In a statement, Jefferson general counsel David F. Simon said the network had not yet seen the lawsuit and thus could not comment on it.
"If the claims made against [Jefferson] turn out to be similar to those brought against other health systems across the country," he said, "we believe they will ultimately be found to be without merit."
The suit says Jefferson improperly:
Charged uninsured patients grossly inflated prices for treatment.
Provided discounted care to companies and organizations connected with members of its board.
And engaged in aggressive, often abusive, tactics to collect payments from the uninsured.
"This is an effort by a group of trial lawyers to inappropriately paint with a broad brush institutions across the country," said Andrew Wigglesworth, president of the Delaware Valley Healthcare Council, which represents area hospitals.

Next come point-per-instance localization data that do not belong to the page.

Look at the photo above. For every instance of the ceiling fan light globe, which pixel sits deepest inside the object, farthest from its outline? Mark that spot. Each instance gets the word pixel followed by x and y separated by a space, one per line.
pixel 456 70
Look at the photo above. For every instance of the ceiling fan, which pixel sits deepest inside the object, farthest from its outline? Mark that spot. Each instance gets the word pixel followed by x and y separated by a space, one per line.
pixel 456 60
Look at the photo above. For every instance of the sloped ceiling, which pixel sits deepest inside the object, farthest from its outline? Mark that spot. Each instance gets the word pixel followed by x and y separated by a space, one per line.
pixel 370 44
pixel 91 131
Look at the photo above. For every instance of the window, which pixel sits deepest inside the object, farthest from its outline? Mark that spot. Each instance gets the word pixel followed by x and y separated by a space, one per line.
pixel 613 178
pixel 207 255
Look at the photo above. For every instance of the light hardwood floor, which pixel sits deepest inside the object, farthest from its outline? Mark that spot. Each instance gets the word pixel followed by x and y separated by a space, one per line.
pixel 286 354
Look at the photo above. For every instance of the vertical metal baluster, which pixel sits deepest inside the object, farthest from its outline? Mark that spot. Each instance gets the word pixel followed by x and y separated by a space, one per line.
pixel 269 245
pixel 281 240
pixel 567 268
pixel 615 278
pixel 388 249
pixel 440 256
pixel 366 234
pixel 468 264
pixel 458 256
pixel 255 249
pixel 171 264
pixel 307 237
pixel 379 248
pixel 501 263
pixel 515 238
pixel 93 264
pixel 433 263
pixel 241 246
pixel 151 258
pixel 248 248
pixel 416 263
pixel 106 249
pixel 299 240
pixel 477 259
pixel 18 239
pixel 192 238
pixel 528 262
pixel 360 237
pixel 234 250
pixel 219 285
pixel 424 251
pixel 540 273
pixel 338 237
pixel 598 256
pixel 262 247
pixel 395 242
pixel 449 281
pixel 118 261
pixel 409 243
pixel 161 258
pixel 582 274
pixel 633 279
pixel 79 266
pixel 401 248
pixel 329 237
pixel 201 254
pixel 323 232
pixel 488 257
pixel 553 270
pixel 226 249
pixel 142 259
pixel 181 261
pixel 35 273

"These claims don't fit the circumstances in Southeastern Pennsylvania," Wigglesworth added. "Moreover, hospitals did not create the problem and in fact are the only consistent safety net for uninsured people."
He noted Pennsylvania dedicated a significant portion of the state's share of the nationwide tobacco settlement to help hospitals pay for the uncompensated care. "Now it would appear that the same lawyers who sued the tobacco companies are seeking double recovery from us," he said.
As one of the lead private attorneys in the legal assault on the tobacco industry in the 1990s, Richard Scruggs of Mississippi helped win a $206 billion settlement for states.
According to Jefferson's financial statements for the year that ended on June 30, 2003, the Radnor-based health network provided about $94 million in charity care. Its revenue was $2.5 billion that fiscal year.